Running Total for Count/Count Distinct

Thanks @Rob_B for the suggestion :pray:

Generic use case: Apply count/count distinct on a dimension, then use running total on that count of dimension_name to accumulate it over time.


Please leave a vote :small_red_triangle: for this feature so I can humbly shout at my team that “our customers really need this feature don’t you see???”

Jk, this helps us prioritize our backlog better.

Count distinct with a running total would go beyond what can be achieved within an ANSI SQL window function so this would be :smiling_face_with_three_hearts:

1 Like

Any update on the prioritization of this feature?

Applying a running sum on any aggregated column (and also dividing by the column total sum) would be of great help for my organisation.

Hi @jpean and @Chris,

Thank you for writing to us! We are still in the progress to collect more input for this feature; hence, no concrete update at the moment. Your comments are duly noted and I will be sure to raise this up again with our team.

In the meantime, if you have any additional details to share about your use cases, really looking forward to hearing more.

Daphne

Hi @daph.td ,

The possibility to combine a running sum and divide by a column total sum can be used to create a cumulative percentage. One use case: Get a quick overview of where to spend focus. A rule of thumb in operations could be to prioritise Product Groups that together make up 85% of the revenue.

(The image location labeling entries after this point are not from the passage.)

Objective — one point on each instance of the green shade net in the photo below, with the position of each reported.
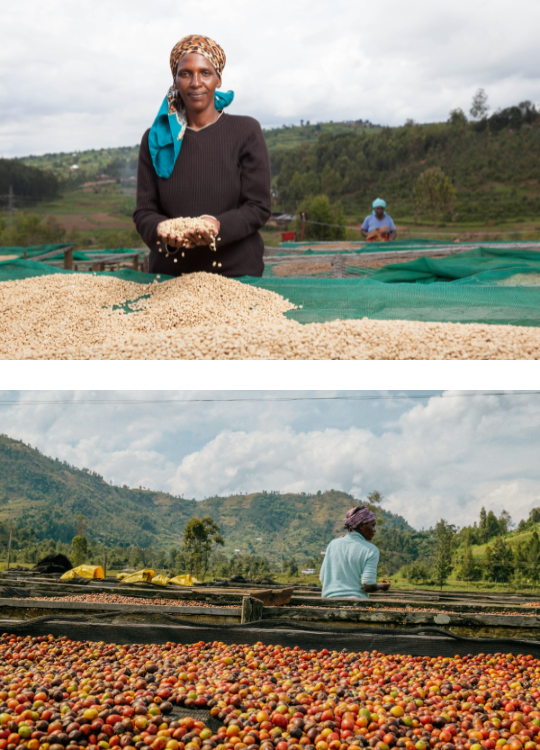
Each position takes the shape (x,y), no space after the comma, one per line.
(36,250)
(441,292)
(464,267)
(331,299)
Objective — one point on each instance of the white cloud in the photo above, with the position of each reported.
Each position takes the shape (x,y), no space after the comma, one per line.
(444,457)
(93,73)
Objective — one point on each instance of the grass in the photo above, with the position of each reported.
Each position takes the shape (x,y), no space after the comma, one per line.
(290,137)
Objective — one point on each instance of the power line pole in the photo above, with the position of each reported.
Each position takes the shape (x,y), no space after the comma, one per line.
(11,203)
(9,548)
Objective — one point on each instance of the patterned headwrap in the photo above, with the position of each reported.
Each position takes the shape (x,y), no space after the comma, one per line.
(357,516)
(378,202)
(202,45)
(167,132)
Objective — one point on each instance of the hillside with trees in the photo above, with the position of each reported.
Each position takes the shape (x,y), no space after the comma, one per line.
(44,499)
(27,182)
(50,506)
(493,164)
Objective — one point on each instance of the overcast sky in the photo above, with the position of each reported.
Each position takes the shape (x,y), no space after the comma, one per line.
(441,456)
(93,73)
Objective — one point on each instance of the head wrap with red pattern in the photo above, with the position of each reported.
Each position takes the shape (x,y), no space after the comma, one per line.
(357,516)
(202,45)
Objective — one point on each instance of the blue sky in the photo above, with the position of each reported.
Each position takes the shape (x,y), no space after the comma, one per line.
(92,74)
(443,455)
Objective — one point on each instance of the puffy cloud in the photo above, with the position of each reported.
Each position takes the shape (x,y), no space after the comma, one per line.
(93,73)
(443,457)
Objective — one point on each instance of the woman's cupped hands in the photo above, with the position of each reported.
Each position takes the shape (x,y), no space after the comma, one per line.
(191,238)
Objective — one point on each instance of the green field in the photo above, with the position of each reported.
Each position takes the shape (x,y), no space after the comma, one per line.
(495,174)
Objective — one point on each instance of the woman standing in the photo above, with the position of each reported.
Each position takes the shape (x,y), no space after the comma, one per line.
(197,161)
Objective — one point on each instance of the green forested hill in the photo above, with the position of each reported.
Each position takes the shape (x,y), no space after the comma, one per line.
(494,165)
(27,182)
(44,497)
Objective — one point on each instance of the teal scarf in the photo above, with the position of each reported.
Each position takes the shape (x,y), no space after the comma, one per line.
(167,132)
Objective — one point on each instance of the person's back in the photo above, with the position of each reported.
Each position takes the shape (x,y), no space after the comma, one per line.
(350,562)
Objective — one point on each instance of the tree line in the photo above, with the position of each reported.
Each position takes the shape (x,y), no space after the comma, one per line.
(475,156)
(27,182)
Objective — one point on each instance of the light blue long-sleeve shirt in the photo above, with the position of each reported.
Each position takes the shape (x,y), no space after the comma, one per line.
(349,562)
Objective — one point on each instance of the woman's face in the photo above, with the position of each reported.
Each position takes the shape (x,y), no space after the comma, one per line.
(196,80)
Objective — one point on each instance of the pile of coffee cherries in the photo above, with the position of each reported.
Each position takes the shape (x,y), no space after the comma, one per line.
(58,694)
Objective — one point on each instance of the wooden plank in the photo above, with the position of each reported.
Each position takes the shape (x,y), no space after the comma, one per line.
(62,250)
(252,609)
(68,259)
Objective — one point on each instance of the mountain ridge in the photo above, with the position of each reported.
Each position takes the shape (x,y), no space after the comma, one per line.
(47,495)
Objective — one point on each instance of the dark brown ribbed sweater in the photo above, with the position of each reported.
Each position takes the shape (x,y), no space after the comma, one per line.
(222,170)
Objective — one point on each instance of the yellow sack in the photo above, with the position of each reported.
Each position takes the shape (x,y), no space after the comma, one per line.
(84,571)
(161,580)
(186,580)
(140,576)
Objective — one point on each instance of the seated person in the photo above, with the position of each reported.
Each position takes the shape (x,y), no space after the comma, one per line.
(378,227)
(349,569)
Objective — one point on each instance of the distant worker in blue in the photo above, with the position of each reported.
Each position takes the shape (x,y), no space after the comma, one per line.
(349,570)
(378,226)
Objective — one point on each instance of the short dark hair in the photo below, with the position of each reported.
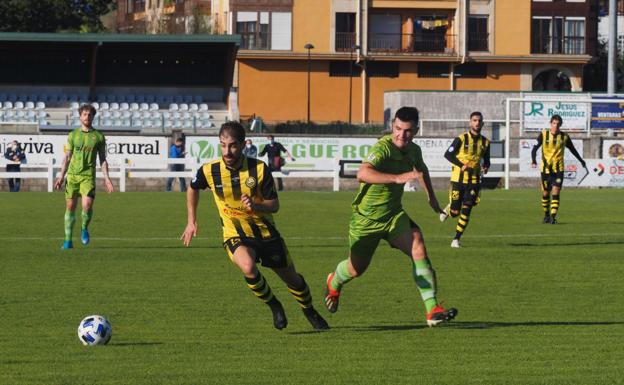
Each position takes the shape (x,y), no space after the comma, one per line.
(408,114)
(233,129)
(556,117)
(88,107)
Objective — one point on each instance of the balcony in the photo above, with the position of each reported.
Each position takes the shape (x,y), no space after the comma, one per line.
(568,45)
(345,41)
(418,43)
(478,42)
(255,41)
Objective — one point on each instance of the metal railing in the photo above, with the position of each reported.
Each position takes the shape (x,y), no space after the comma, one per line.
(441,43)
(569,45)
(345,41)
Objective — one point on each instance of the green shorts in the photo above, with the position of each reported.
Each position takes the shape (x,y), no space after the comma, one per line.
(365,234)
(83,185)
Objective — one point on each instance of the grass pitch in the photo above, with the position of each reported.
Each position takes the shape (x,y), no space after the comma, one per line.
(538,304)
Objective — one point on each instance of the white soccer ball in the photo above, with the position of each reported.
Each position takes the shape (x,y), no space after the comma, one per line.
(94,330)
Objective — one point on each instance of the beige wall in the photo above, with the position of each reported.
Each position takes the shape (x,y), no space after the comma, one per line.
(512,29)
(311,24)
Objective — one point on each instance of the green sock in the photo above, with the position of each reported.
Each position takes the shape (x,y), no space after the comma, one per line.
(70,219)
(425,279)
(86,218)
(341,276)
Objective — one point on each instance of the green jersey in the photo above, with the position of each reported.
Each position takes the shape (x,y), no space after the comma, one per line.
(85,147)
(380,202)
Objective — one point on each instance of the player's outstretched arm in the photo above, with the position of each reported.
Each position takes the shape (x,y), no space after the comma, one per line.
(58,183)
(107,181)
(192,200)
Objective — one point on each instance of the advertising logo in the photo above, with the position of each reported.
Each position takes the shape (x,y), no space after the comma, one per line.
(202,149)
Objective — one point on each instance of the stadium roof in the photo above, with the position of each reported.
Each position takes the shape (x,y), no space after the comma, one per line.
(117,38)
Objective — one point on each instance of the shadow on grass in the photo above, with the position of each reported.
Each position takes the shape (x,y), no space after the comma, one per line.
(560,244)
(480,325)
(122,344)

In Google’s Looker this can be done in their Table calculations, which correspond to Holistics Business calculation. Looker docs for running total

1 Like

Hi @Chris,

Thanks again for sharing the details with us! Good news - I raised this topic with our team and we decided to look into it really soon. Please stay tuned for the new update.

Daphne

1 Like

Daphne has there been any update on this?

Hi @gwizard

I’m Thomas from the Holistics team. Thanks for following up on this thread. Can I clarify if you want to:

  1. Use running_total with _count_distinct?
  2. Use running_total with regular count?

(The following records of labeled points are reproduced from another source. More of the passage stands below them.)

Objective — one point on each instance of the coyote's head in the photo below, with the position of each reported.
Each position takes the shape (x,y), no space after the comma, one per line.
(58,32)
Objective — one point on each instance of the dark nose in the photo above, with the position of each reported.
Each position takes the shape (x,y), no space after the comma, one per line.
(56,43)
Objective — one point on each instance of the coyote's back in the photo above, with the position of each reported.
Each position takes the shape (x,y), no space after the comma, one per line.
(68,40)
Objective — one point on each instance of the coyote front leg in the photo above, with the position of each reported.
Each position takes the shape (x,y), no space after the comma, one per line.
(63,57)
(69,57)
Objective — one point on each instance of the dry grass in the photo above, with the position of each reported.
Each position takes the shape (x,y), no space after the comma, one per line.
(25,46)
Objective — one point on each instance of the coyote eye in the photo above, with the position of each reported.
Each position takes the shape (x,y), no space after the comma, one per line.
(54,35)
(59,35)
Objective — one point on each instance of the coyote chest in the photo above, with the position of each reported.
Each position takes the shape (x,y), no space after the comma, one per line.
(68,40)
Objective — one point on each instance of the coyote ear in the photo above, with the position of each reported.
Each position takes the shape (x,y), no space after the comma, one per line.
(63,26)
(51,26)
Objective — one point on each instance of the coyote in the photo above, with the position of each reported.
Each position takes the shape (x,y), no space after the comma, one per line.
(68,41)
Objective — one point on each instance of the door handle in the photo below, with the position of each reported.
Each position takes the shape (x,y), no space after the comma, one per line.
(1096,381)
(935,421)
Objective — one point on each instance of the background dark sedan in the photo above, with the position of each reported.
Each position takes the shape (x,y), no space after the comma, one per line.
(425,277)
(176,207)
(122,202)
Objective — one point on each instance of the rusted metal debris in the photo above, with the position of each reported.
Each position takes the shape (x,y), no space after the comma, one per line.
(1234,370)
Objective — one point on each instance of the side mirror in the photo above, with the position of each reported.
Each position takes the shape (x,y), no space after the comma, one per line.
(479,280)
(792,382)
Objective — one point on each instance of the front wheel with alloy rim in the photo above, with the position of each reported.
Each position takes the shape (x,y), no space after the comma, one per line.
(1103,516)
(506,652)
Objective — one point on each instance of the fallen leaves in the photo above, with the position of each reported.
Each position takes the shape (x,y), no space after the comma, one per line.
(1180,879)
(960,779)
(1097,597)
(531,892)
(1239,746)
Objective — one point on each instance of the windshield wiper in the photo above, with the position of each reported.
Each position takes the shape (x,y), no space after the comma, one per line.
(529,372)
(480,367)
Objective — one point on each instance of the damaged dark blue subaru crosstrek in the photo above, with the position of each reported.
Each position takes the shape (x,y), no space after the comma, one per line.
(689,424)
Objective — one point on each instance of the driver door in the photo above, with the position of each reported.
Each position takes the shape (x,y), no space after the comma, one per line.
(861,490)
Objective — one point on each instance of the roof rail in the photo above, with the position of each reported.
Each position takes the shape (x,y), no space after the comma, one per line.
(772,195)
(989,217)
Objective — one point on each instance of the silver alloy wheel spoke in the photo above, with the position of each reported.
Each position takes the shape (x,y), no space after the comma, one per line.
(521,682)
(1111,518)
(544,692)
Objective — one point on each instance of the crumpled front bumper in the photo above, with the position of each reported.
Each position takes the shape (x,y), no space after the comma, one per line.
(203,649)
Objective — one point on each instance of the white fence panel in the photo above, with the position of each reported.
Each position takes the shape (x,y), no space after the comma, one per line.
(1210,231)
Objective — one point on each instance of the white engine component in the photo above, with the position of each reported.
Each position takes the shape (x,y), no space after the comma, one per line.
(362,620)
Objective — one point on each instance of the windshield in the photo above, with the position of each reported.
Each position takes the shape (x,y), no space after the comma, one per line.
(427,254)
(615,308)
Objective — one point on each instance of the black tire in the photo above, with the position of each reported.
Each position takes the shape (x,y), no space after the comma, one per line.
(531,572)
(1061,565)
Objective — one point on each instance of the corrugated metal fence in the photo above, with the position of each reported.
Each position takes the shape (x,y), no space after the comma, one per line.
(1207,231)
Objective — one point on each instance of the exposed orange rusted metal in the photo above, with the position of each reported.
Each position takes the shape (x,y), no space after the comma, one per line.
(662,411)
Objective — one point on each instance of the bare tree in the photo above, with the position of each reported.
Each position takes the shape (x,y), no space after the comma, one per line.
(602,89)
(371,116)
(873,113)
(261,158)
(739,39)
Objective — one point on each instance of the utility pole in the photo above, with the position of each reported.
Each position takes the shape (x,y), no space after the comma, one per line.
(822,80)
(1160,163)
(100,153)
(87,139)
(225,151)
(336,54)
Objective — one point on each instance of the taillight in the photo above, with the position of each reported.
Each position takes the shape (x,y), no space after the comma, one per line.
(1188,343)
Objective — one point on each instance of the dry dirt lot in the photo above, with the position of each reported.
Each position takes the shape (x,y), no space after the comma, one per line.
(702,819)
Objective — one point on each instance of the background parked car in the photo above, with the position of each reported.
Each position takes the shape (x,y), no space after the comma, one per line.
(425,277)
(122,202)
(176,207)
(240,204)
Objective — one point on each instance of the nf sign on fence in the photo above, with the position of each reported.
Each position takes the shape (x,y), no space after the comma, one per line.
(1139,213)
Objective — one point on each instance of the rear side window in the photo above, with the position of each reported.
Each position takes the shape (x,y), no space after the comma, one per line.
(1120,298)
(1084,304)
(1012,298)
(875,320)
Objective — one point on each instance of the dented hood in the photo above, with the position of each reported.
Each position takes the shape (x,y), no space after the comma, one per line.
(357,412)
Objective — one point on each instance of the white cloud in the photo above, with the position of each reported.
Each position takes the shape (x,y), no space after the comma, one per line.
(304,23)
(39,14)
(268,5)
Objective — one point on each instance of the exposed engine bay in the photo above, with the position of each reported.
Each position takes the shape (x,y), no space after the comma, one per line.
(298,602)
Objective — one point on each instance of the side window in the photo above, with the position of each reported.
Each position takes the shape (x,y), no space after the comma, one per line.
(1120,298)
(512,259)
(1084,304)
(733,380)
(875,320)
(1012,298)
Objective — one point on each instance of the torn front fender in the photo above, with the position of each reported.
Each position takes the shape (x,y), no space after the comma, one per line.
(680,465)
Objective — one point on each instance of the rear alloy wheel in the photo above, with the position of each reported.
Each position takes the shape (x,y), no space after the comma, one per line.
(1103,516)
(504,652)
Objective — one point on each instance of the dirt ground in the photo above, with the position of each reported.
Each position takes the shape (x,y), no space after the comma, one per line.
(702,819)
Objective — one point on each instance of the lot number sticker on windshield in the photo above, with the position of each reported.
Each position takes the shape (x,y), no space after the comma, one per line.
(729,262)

Your input would be really helpful for us!

It would b great to have both, but the important one is the count_distinct

Hi Garett,

Thank you for clarifying the needs. Unfortunately we haven’t supported yet count_distinct yet since it requires the database to support hyper-log-log (so that we can approximate count_distinct to have acceptable performance), and not all databases support this function. We acknowledge this is a limitation and we’ll keep you up to date when there’s any new information.

Hi Garret and all,

Note that if you are using Holistics 4.0, running total of aggregation functions (except count distinct) are already available in the UI (Running Total | Holistics Docs (4.0)) as well as an AQL function (running_total | Holistics Docs (4.0)). The only reason why running total of count distinct is not yet supported is that it is not well supported by most SQL databases. It can be done using a self-join, but the performance is not acceptable due to the expensive (in terms of performance) nature of count distinct. To support this in an acceptable manner with respect to performance, the database must support hyper log log, as mentioned above, and many databases still don’t have this support built-in yet.